Bonn: German Development Institute / Deutsches Institut für Entwicklungspolitik (DIE) (Die aktuelle Kolumne vom 11.07.2011)

Bonn, 11.07.2011. Mit dem feierlichen Hissen der Flagge, einer Unabhängigkeitserklärung und einer Parade wurde am 09.07.2011 die Geburt des 193. Mitglieds der Vereinten Nationen gefeiert. Damit sind aus dem Sudan zwei getrennte Nationalstaaten geworden. So jedenfalls will es das südsudanesische Volk, das sich in dem Referendum im Januar 2011 fast einstimmig für die Abspaltung aussprach.

Auch wenn es erst seit Januar beschlossene Sache war: Die Unabhängigkeit besiegelt eine Teilung, die rückblickend zu erwarten war, seit der Bürgerkrieg im Sudan 2005 mit dem umfassenden Friedensabkommen sein Ende fand. Trotz zahlreicher Warnungen hat sich die internationale Gemeinschaft auf ihr jüngstes Mitglied bisher nur unzureichend vorbereitet. Vor allem der regionalen Dimension südsudanesischer Unabhängigkeit wurde nicht genügend Aufmerksamkeit geschenkt. Die Abspaltung des Südsudan bietet die Gelegenheit, eine Vision für das Horn von Afrika zu formulieren, auf die die Staatengemeinschaft und die Regierungen der Region in den nächsten 20 Jahren hinarbeiten können.

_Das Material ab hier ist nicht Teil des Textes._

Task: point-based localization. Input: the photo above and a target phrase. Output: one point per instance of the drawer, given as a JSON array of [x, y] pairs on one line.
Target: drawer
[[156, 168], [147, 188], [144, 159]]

Eine enorme Herausforderung
Im Zentrum internationaler Aufmerksamkeit steht, verständlicherweise, die fatale Sicherheitslage des Sudan. In naher Zukunft werden sich die Vereinten Nationen nicht aus dem Südsudan zurückziehen können. Der Grund sind anhaltende Konflikte zwischen mehreren Ethnien und der Sudan People's Liberation Movement/Army (SPLM/A), der schwere Menschenrechtsverletzungen vorgeworfen werden. Diese Konflikte wusste die sudanesische Regierung in Khartum geschickt für sich zu nutzen. Im UN-Sicherheitsrat herrscht Uneinigkeit in der Frage, wie mit dem sudanesischen Präsidenten und mutmaßlichen Kriegsverbrecher Omar al-Bashir zu verfahren sei. Dies hat die internationalen Bemühungen der vergangenen Jahre, den Teufelskreis von Armut und Gewalt zu durchbrechen, zusätzlich erschwert.

Die chronische sozioökonomische Unterentwicklung des Südsudan ist Ursache und Folge der unsicheren Lage zugleich. Entwicklungsindikatoren nähren kaum Zuversicht, dass das Land gut auf die Unabhängigkeit vorbereitet ist: Vor der Teilung musste der Sudan mit rund 4,9 Millionen Binnenvertriebenen zurechtkommen (der höchsten Zahl weltweit), die in großer Anzahl in den Süden zurückkehren. Mehr als 90 Prozent der Südsudanesen leben von weniger als einem US-Dollar pro Tag. Die Qualität öffentlicher Dienstleistung und materieller wie sozialer Infrastruktur ist katastrophal. Bildungs- und Gesundheitswesen des Landes zählen zu den schlechtesten der Welt. Die Regierung besteht überwiegend aus ehemaligen, zu Politikern umfunktionierten Rebellen, und Vetternwirtschaft und Korruption lasten schwer auf dem Land. Weitgehend abhängig von seinen Öleinnahmen und Ölpipelines und -raffinerien des Nordens wird der Südsudan wohl auf Jahre hinaus internationale Hilfe benötigen.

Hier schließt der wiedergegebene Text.